The study compared the river quality before the floating wetland treatment systems were commissioned in September 2014, and results from sampling done last year
The findings were presented to a freshwater conference in Invercargill last December.
The survey showed there had been a 97 per cent decrease of DRP from the Waipukurau plant and a 98 per cent decrease from the Waipawa plant since the upgrades.
In addition, it showed that before the upgrades the input upstream of the treatment plants contributed 15 per cent of the total phosphorus recorded, the plants' input was 34 per cent and downstream of the plants the contribution was 52 per cent.
Since the upgrades, the upstream contribution had remained the same at 15 per cent, the treatment plants were now contributing less than 1 per cent and the downstream input was 85 per cent.
CHB District Council technical services manager Steve Thrush said the results were pleasing, given that reducing the phosphorus input into the river was one of the main reasons for the upgrades.
The council's resource consent for the plants allowed for an upper limit of 0.5mg/l and a lower limit of 0.25mg/l of DRP discharged from the plants, with provision for some exceedances.
Mr Thrush said the target was to be under those limits, which was being achieved, typically recording 0.1mg/l of DRP or less.
The Papanui Stream had previously been identified as a significant contributor of DRP to the Tukituki sub-catchment, at any one time potentially contributing up to 40 per cent of the total in the lower Tukituki River.
The Hawke's Bay Regional Council had been working with landowners in the Papanui catchment and a draft catchment management strategy was formulated in 2015.

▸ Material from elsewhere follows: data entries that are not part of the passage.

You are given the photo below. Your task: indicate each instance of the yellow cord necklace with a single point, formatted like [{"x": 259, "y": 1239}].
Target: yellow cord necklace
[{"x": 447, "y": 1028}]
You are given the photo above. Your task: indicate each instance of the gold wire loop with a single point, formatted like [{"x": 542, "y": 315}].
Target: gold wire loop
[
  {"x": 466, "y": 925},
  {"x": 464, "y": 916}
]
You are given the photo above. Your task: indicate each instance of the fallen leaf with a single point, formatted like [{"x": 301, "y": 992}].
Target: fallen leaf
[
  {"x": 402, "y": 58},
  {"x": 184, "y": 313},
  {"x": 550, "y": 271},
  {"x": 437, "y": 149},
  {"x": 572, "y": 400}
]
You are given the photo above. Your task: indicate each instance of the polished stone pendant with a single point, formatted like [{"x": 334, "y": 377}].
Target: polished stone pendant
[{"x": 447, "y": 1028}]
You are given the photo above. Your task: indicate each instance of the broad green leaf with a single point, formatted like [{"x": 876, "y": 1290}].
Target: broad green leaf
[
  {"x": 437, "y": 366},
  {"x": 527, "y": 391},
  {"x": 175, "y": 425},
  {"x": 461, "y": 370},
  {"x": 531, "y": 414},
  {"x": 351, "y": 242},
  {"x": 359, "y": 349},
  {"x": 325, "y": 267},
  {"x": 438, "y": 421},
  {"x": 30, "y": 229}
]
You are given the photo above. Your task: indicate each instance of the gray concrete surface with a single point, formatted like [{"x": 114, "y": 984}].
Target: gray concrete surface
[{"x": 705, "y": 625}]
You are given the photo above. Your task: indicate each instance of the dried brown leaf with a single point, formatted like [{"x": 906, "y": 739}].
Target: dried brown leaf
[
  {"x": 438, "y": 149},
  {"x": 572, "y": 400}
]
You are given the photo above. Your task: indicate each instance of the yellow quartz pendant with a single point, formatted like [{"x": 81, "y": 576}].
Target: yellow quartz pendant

Hawke's Bay Regional Council land management adviser Warwick Hesketh said it was still a priority catchment and farmers were being encouraged to prepare their farm management plans earlier than required under Plan Change 6.
"It's important to note that there's no real smoking gun there," he said, in terms of the source of phosphorus entering the river.
"We had thought it might be feedlots, or the Otane wastewater treatment plant or intensive cropping, but it's looking like it's a lot more complex than that."
Any improvements made in the catchment would take a long time to show up in samples, but the message was getting through to landowners, he said.